For those familiar with the Giants system, international free agency rarely netted impact prospects for the organization. It wasn’t a side-effect of cheapness or lack of effort. The Giants signed a number of the top international prospects to big bonuses, but none ever materialized. Except for Sandoval, the Giants have had zero homegrown international players play everyday roles on the roster in the past decade.

That seems to have changed. In the 2015-16 cycle, the Giants signed Lucius Fox (who was later sent to the Rays in the Matt Moore trade) with a signing bonus that topped $6 million and added Diego Rincones, Ricardo Genoves, and Kervin Castro. Both Genoves and Castro rank among the system’s top 31 prospects, and Castro is currently competing in big-league camp.

As a side-effect of Fox’s signing bonus, the Giants were prevented from signing any international prospects for more than $300,000 signing bonus for the following two years. Yet, even with those restrictions, the international staff still managed to ink Toribio, Alexander Canario, Yorlis Rodriguez, and Juan Sanchez. Toribio and Canario have legitimate everyday upside while Rodriguez and Sanchez remain intriguing players to watch.

All of that work set the stage for the Giants 2018-19 class. Less than three years after the signing period first opened, the organization’s group of signings has already shown the potential to end up one of the best classes in MLB history.
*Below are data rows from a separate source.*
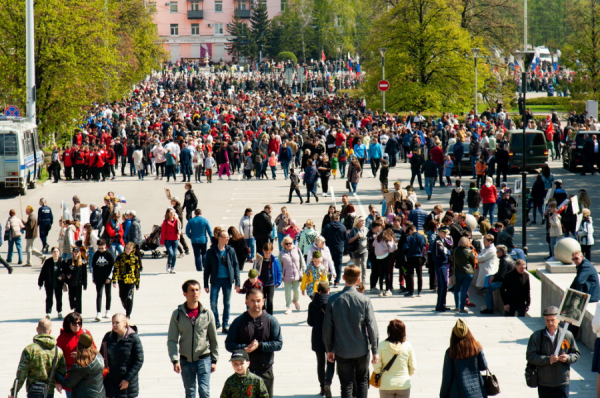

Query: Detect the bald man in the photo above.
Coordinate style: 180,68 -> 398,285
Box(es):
10,318 -> 67,398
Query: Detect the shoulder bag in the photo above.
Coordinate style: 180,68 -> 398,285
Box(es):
27,346 -> 58,398
482,368 -> 500,397
369,354 -> 398,388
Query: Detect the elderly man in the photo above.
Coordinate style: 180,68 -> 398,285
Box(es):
526,306 -> 581,398
571,251 -> 600,303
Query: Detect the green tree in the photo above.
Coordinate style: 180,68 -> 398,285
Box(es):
225,17 -> 250,60
363,0 -> 490,111
248,2 -> 271,59
0,0 -> 164,142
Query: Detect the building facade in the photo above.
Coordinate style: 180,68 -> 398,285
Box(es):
152,0 -> 287,62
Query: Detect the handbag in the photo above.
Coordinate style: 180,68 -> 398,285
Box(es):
525,362 -> 538,388
482,368 -> 500,396
27,346 -> 58,398
369,354 -> 398,388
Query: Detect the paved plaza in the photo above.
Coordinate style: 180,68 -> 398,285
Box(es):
0,162 -> 600,398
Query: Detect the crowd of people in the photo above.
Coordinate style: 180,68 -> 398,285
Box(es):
7,65 -> 600,398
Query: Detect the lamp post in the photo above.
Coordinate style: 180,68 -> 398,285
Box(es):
471,48 -> 479,117
379,47 -> 387,113
515,51 -> 535,250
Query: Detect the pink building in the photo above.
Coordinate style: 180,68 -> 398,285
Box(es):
148,0 -> 288,62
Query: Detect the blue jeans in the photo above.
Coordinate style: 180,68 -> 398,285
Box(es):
181,355 -> 211,398
192,243 -> 211,272
210,278 -> 231,329
277,232 -> 286,253
482,203 -> 496,226
244,238 -> 256,260
483,275 -> 502,310
281,160 -> 290,179
435,264 -> 448,311
454,274 -> 473,310
108,243 -> 123,260
6,236 -> 23,263
425,177 -> 434,196
165,240 -> 179,268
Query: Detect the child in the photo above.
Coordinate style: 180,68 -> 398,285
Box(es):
283,218 -> 301,242
240,268 -> 262,294
330,153 -> 338,180
300,251 -> 327,298
475,155 -> 487,188
444,155 -> 452,186
269,152 -> 277,179
307,282 -> 335,397
221,350 -> 269,398
204,152 -> 216,184
379,159 -> 390,189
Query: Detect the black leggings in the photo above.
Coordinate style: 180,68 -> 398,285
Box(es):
119,281 -> 135,318
46,285 -> 62,314
263,285 -> 275,315
96,283 -> 112,313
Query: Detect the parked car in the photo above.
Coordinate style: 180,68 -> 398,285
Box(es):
562,130 -> 600,172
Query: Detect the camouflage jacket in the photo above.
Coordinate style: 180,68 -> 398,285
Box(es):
221,371 -> 269,398
113,251 -> 141,288
11,334 -> 67,396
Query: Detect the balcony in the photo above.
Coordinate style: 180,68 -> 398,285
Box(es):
188,10 -> 204,19
234,9 -> 252,18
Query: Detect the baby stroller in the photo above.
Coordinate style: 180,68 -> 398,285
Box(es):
140,225 -> 163,258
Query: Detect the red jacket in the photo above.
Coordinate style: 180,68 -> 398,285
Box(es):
430,146 -> 444,166
160,218 -> 179,246
479,184 -> 498,205
106,220 -> 125,246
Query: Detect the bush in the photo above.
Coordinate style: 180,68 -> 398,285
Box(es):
527,97 -> 571,106
277,51 -> 298,65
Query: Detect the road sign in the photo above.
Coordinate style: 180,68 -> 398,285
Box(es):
377,80 -> 390,91
4,105 -> 21,117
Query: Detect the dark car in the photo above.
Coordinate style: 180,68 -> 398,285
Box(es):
562,130 -> 600,171
508,130 -> 548,171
Highlighted by the trio of Luciano, Matos, and Jairo Pomares, all three performed exceptionally in their professional debuts. In my rankings, Luciano and Matos already rank among the 40 best prospects in baseball, while Pomares ranks in the Giants’ top 31.

Yet that wasn’t all. Unheralded players like Rayner Santana and Victor Bericoto both made impressions of their own in 2019. Santana already ranks among the organization’s top 31, and Bericoto is another teenager to watch this year.

If the Giants are going to maintain a sustainably strong farm system, they will need to consistently find good players internationally. The 2018-19 class will probably be impossible to replicate. Still, the fact that they’ve found prospects like Genoves, Castro, Canario, and Toribio in other years as well suggests they have built the scouting infrastructure for more sustainable international success.

SF Giants Farm System Stock: Up

The loss of the 2020 minor-league season was a major blow for every MLB organization. However, the Giants have a disproportionate amount of their future resting on developing their internal prospects, which means whatever the long-term effects of last year’s cancellation are, they will disproportionately impact San Francisco.

Next. SF Giants Prospect Week Schedule

I’ve been bullish on the Giants farm system for some time. Heading into last year, I believed the Giants were primed for a number of major breakouts that would push their system into most top-five organizational prospect rankings. The reports from Instructs on the limited number of players seemed to bear that out to a limited extent. Still, it’s hard to know without the scale of a full minor-league season. If we get that in 2021, it should give rise to some of the most exciting minor-league teams in Giants history.